I remember going to a mother’s group back when my firstborn child was around 2 years old and asking “What do I do with my anger?”
Because I got angry sometimes. When I did I yelled, stomped around, and said bad words and/or cruel things. Even when my anger was addressed at inanimate objects, this behavior was upsetting to my daughter.
I don’t recall receiving any helpful advice to my question back in that group. Over the years I learned a few things about managing anger—and sometimes was able to put them into practice! I’m still working on it.
Managing anger is hard. Managing anger at young children or even in the presence of young children is even harder.
One thing I tried was ignoring my feelings. I forced myself to stay calm and tried to be accepting and accommodating. Bad idea. I recall an incident with my second daughter who was in the midst of a tantrum. I was trying hard not to scream at her. I said something like “You are upset about having to leave now.” I was trying to be empathetic but she yelled back at me “Why are you so happy?” All my energy had gone into trying to be calm—and that interfered with my being truly empathetic. My calmness made it appear to her that I didn’t understand her feelings at all. And I wasn’t dealing with my own legitimate feelings.
Forced calmness often led to an even stronger outburst later on my part. I call it snapback—I was like a rubber band that got stretched too far and then broke with a snap.

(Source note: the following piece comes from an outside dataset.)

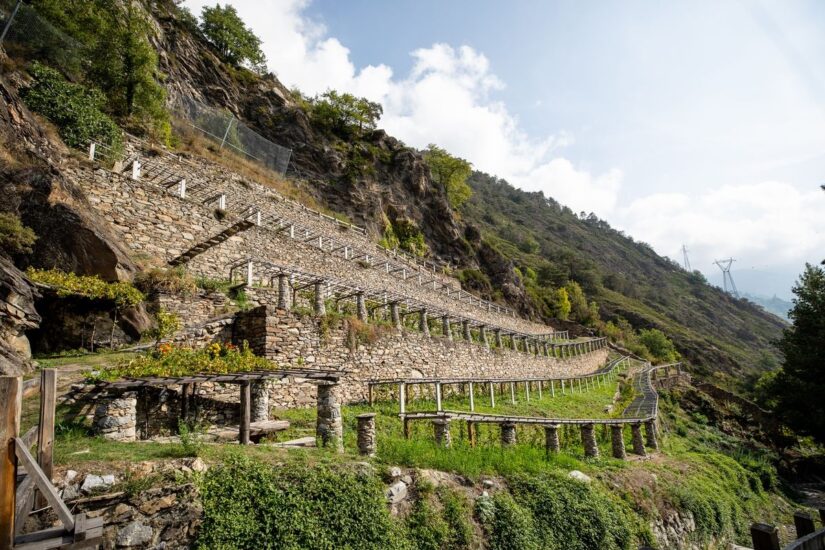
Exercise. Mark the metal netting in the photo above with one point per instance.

What helped? Awareness of the factors that contributed to my anger. One big one was neglecting my needs in my efforts to be a “good” self-sacrificing mother. Being tired, hungry, stressed, feeling put upon, not having time or opportunities for doing things I enjoyed . . . all those contributed to the likelihood I would get angry and to the force of my anger.

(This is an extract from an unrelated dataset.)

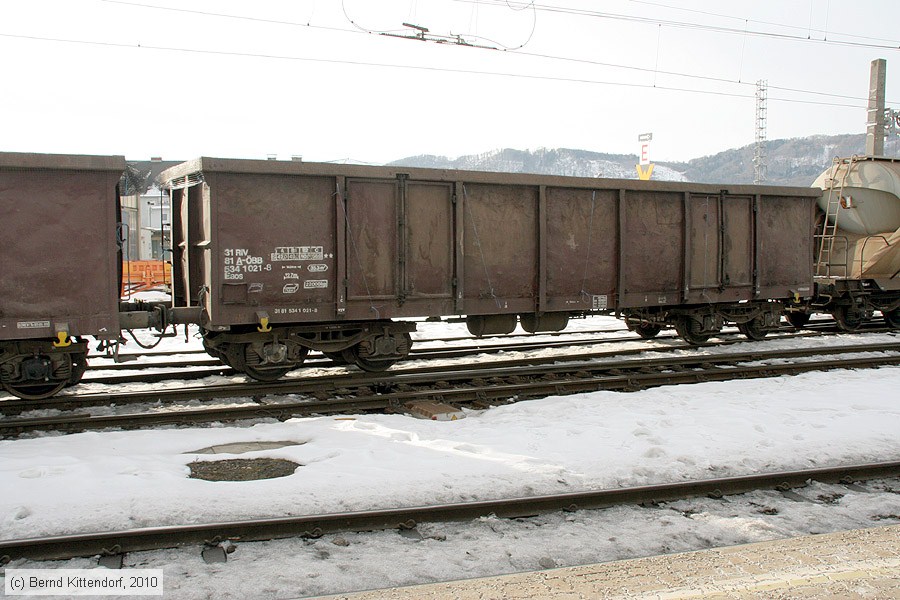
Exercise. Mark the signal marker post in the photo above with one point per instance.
(644, 154)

I did get better at taking care of myself. I learned that the self-sacrificing mother ideal is nonsense. Like athletes, mothers need to take excellent care of themselves or they won’t be able to do their
jobs—and the same is true for all parents and people in helping professions. Other things can be sacrificed –not you.
An important part of self-care is paying attention to feelings. Feelings can serve as warning lights reminding us that some need we have requires attention. Anger is a secondary emotion—we feel scared or frustrated or hurt and then we get angry. Karen Young from HeySigmund.com writes that anger “exists to block other more difficult emotions from rising to the surface.” Our mind is trying to protect us from those feelings we don’t know how to handle. For many of us recognizing emotions may need to be learned and may require professional help—and that’s okay.
Even with the best self-care parents will get angry. And that anger should be acknowledged –in ways that don’t hurt or scare others. In order to do that successfully we first need to recognize the physical signs that indicate we are getting angry. If we’ve never thought about anger in this way, identifying what led up to an outburst (or to a cold simmer, or a stone-faced withdrawal) may take some reflection. Authors Susan Beekman and Jeanne Holmes [Battles, Hassles, Tantrums & Tears] recommend looking back at a recent incident and remembering where, what, and particularly when you started to lose it.
A lot of times parents tell their children, “use your words,“ but words may not be adequate to manage the physical sensations of anger. (Not to mention that the words that come to mind may be ones you don’t want your children repeating.)
Taking deep breaths, briefly walking away, and counting to ten are some things that can help us calm down enough to use appropriate words. Doing something physical but safe—my son recommends hurling ice-cubes into the shower stall—is another approach.
Then simply saying “I’m angry” is a good place to start. Describing what triggered your anger in non-accusatory language can be helpful as well: “When we are late for an appointment, I get frustrated because I like to be on time.”
Nancy Samalin, author of Love and Anger (yes, I stole that title) also suggests: Avoid physical force and threats; Keep it short and to the point; Put it in writing; Focus on the essentials.
And finally, apologize for any hurtful words or actions. This can be a good time to reflect on what triggered you and make plans for handling future situations.